Vector of numeric Weight of Evidence (WoE) values for each bin.

iv

Vector of numeric Information Value (IV) contributions for each bin.

count

Vector of integer total counts (observations) for each bin.

count_pos

Vector of integer positive class counts for each bin.

count_neg

Vector of integer negative class counts for each bin.

converged

Boolean indicating whether the merging algorithm converged (either reached target bins, statistical threshold, or convergence threshold).

iterations

Integer number of merging iterations performed.

algorithm

Character string indicating the algorithm used ("ChiMerge" or "Chi2").

Details

This function implements categorical variable binning based on chi-square statistics. The core logic follows the ChiMerge approach, iteratively merging adjacent bins (sorted by WoE) that have the lowest chi-square statistic below a specified critical value (derived from chi_merge_threshold). The optional Chi2 algorithm applies multiple rounds of ChiMerge with varying significance levels. Monotonicity of WoE across the final bins is enforced by merging adjacent bins that violate the trend.

Weight of Evidence (WoE) is calculated as: \(WoE_i = \ln(\frac{p_{pos,i}}{p_{neg,i}})\) Information Value (IV) is calculated as: \(IV = \sum_{i} (p_{pos,i} - p_{neg,i}) \times WoE_i\) where \(p_{pos,i}\) and \(p_{neg,i}\) are the proportions of positive and negative observations in bin i relative to the total positive and negative observations, respectively.

V4 includes fixes for stability and corrects the initialization and usage of the internal chi-square cache.

References

  • Kerber, R. (1992). ChiMerge: Discretization of Numeric Attributes. In AAAI'92.

  • Liu, H. & Setiono, R. (1995). Chi2: Feature Selection and Discretization of Numeric Attributes. In TAI'95.

  • Siddiqi, N. (2006). Credit Risk Scorecards: Developing and Implementing Intelligent Credit Scoring.
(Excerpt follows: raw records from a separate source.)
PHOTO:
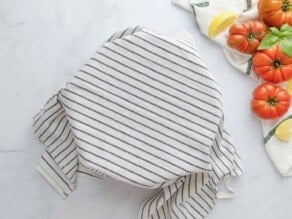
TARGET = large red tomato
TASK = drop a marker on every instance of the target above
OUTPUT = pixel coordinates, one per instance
(270, 101)
(273, 65)
(275, 13)
(245, 37)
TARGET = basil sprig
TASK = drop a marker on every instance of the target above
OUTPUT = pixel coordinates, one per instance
(282, 36)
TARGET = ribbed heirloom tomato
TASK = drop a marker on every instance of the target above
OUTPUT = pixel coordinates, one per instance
(270, 101)
(275, 12)
(273, 65)
(245, 37)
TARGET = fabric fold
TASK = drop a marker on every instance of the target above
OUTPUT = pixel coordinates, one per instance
(143, 110)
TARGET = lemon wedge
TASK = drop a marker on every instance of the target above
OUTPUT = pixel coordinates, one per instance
(220, 22)
(284, 130)
(289, 87)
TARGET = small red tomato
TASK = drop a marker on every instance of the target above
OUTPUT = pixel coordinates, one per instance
(245, 37)
(273, 65)
(270, 101)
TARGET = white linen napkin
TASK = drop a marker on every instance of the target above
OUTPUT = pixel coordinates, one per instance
(143, 110)
(280, 152)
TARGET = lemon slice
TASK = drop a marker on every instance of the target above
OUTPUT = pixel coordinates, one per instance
(284, 130)
(220, 22)
(289, 87)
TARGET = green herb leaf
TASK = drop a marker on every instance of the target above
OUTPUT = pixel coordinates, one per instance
(284, 27)
(286, 46)
(274, 30)
(268, 41)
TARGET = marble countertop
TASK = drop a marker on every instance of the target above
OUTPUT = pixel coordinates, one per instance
(42, 44)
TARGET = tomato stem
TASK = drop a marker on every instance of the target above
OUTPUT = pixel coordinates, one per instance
(272, 101)
(250, 36)
(276, 63)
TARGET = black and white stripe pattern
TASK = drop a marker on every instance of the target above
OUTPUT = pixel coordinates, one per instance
(143, 110)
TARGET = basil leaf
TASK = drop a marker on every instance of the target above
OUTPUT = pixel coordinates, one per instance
(286, 46)
(268, 41)
(284, 27)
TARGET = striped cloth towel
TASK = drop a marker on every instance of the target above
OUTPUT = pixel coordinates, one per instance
(279, 151)
(143, 110)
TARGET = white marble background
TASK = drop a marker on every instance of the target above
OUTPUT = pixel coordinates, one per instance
(42, 44)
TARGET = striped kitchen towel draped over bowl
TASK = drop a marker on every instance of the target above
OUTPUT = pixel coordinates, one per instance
(143, 110)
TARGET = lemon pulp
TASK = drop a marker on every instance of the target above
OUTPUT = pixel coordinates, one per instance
(220, 22)
(284, 130)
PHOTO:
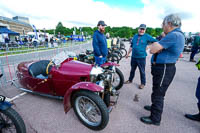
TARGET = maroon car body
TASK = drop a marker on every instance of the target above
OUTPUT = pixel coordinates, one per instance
(70, 76)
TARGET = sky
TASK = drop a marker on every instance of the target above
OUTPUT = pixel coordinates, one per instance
(116, 13)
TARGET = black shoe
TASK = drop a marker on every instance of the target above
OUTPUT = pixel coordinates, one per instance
(147, 107)
(147, 120)
(195, 117)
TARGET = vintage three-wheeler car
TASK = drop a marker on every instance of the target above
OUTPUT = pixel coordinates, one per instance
(91, 90)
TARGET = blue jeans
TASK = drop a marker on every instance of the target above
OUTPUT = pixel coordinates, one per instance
(162, 78)
(140, 63)
(198, 93)
(99, 60)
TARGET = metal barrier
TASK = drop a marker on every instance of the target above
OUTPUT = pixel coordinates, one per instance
(8, 63)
John Wiley & Sons.

Examples

if (FALSE) { # \dontrun{
# Example data
set.seed(123)
target <- sample(0:1, 500, replace = TRUE, prob = c(0.7, 0.3))
feature <- sample(LETTERS[1:8], 500, replace = TRUE)
feature[sample(1:500, 20)] <- NA # Add some NAs

# Run optimal binning with ChiMerge (V4)
result_v4 <- optimal_binning_categorical_cm(target, feature,
                                           min_bins = 3, max_bins = 6,
                                           chi_merge_threshold = 0.05)
print(result_v4)

# Check total IV
print(sum(result_v4$iv))

# Run using the Chi2 algorithm variant
result_chi2_v4 <- optimal_binning_categorical_cm(target, feature,
                                               min_bins = 3, max_bins = 6,
                                               use_chi2_algorithm = TRUE)
print(result_chi2_v4)
} # }